When Lalli says that he doesn't want him to feel like he has to take care of him if it's trouble, Onni looks over at him, brows still furrowed, shakes his head but doesn't open his mouth. Catches the words in his throat and holds onto them so he can say more later. But all that Lalli has left to say is a sheepish confession that he'd thought he was going to get a lecture and that's why he wouldn't talk to Onni.
Sighing, Onni pushes his hand through his hair again, and takes a few moments to gather his thoughts.]
Some of that is true. You are different from most people, how you act and think. I've always thought that. But it doesn't mean there's something wrong with you. That's just how you are.
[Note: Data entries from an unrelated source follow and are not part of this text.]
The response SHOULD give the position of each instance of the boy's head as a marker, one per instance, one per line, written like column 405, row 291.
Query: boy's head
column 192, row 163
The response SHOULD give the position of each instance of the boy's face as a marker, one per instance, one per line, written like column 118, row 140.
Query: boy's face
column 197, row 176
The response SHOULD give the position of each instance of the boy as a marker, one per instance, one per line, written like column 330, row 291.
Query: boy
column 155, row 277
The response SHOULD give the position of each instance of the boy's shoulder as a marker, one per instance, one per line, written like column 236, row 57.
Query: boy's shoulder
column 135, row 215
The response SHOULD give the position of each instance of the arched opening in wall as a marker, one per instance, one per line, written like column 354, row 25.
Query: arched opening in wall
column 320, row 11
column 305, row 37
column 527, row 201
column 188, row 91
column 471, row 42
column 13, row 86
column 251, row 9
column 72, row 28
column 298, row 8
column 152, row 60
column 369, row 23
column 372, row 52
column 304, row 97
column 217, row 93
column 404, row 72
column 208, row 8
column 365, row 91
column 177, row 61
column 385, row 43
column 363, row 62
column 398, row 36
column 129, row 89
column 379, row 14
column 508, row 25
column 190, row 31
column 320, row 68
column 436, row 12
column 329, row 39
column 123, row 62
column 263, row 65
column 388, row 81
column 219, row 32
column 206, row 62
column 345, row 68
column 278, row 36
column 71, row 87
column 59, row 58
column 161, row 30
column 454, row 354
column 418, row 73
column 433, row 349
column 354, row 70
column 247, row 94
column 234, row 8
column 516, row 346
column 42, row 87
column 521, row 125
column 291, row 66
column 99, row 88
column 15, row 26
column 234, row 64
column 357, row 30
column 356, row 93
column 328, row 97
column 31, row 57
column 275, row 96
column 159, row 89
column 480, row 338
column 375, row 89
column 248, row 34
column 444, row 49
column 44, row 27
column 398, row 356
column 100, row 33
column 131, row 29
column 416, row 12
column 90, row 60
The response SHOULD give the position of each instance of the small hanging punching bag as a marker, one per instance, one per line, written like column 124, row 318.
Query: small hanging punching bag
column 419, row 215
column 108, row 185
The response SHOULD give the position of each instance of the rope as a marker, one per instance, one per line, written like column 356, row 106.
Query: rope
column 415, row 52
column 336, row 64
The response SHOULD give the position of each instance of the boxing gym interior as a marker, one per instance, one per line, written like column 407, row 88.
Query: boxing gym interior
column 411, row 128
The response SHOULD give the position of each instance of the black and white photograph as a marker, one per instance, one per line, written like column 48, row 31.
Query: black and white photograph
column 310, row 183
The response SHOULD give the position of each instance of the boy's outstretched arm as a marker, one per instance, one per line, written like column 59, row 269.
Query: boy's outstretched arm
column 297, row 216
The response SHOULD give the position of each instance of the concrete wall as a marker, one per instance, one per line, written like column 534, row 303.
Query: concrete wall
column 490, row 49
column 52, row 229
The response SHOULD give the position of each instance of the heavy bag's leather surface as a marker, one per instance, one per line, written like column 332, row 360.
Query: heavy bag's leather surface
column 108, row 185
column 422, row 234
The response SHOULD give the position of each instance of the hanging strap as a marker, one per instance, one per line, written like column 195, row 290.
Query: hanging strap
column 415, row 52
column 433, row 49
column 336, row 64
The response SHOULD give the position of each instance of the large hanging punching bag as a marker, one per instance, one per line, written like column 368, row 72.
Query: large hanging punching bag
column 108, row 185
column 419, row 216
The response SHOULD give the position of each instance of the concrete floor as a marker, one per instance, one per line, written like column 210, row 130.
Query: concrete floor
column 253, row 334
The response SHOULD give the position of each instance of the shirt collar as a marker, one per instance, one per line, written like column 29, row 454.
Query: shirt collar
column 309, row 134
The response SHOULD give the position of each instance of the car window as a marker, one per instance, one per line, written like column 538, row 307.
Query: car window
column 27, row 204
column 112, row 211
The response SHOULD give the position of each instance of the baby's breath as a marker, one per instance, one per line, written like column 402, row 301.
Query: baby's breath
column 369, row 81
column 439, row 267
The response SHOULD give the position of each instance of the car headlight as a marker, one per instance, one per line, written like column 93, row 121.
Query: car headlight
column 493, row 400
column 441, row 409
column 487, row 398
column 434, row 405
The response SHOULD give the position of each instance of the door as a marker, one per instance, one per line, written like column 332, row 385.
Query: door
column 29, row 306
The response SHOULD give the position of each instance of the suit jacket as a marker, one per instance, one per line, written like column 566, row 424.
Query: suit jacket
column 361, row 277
[Onni's eyes stay on Lalli's face, though he doesn't quite meet his eyes, and if he's being honest, that's as much for his own comfort as Lalli's right now.]
Sometimes it's hard to understand you, and to know what things you need and don't need from me, but...
[A pause, because he has to catch his breath, and he fiddles with a loose thread on the hem of his sleeve, taking a second to organize his mind.]
But that doesn't mean it's trouble for me to look after you. I'm tired because I'm always sad, but mostly because I'm always worried about you. About whether you're safe and okay and whether the people you're with when I'm not around will treat you the way they should.
[Another careful breath, and he tugs at the thread, feels some of the hem of his sleeve unravel, drops it before he does more damage. He's tired of doing damage.]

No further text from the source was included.